Movement 1: Allegro vigoroso
Movement 2: Adagio ma senza rigore
Movement 3: Rondo: Allegro giocoso
It opens with a strong outburst from the orchestra, the bass line constantly rising to twist the harmonies in new directions. The first entry of the clarinet pays little heed to this introduction, the solo part rather preferring to move things along in a more pastoral way. Two more attempts by the strings to add tempest to the movement fail to stir the clarinet, which calms the orchestra down to a rippling accompaniment, so reminiscent of Finzi’s songs. An orchestral climax brings the movement to what was originally its final eight strongly stressed bars. After the first performance Vaughan Williams persuaded Finzi to precede these final bars with a cadenza which allows the clarinet to reflect on both the turbulent and gentle moods of the first movement.
The second movement begins quite magically with first and second violins answering each other in plaintive mood, the clarinet adding two distant cadenzas.
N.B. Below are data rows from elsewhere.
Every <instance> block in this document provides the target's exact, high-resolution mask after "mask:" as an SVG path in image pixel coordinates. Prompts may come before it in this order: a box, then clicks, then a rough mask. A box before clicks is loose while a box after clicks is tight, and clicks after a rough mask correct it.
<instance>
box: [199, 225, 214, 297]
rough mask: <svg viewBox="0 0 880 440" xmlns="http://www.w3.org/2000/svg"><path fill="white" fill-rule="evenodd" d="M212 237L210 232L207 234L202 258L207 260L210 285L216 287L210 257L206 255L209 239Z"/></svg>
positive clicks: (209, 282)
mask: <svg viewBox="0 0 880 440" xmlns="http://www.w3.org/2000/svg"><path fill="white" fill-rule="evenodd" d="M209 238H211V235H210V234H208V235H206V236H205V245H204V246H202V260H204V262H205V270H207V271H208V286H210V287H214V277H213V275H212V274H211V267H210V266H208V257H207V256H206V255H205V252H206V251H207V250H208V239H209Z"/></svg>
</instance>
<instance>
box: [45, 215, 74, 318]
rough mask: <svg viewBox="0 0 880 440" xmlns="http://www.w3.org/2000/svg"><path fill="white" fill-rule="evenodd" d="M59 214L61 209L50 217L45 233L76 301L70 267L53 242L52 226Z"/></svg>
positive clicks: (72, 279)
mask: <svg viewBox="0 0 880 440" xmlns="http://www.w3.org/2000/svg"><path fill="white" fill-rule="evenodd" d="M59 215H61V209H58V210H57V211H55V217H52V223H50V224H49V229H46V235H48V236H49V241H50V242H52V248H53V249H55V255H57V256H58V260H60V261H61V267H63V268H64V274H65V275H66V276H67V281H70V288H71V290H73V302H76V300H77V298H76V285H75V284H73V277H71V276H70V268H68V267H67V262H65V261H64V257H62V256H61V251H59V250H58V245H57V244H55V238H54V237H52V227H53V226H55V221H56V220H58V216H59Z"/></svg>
This opening motif is taken up to form the main material of the slow movement which builds up bar by bar to the return of the main theme in all its power and full harmonic strength, The clarinet guides us through the coda, again based on the same motif, and the movement ends on a rising figure which, as it comes to rest, fades away to nothing.
The Finale begins with a jaunty eleven-bar introduction before the clarinet enters with a lilting tune in the best English folksong style. The middle part of the movement changes pulse (3/4 as opposed to the earlier 2/2 melody) and Finzi uses this change of stress to bring in gentler themes which contrast well with the earlier virtuoso clarinet writing. The first tune soon returns, however, and through his reworking of this earlier material the composer guides us by a slowing down of the tempo to the sublime re-entry of the clarinet’s first melody from the beginning of the concerto. An attempt by the strings to slip back into the folk-tune music is halted by the clarinet as it insists that the concerto ends on a series of brilliant flourishes.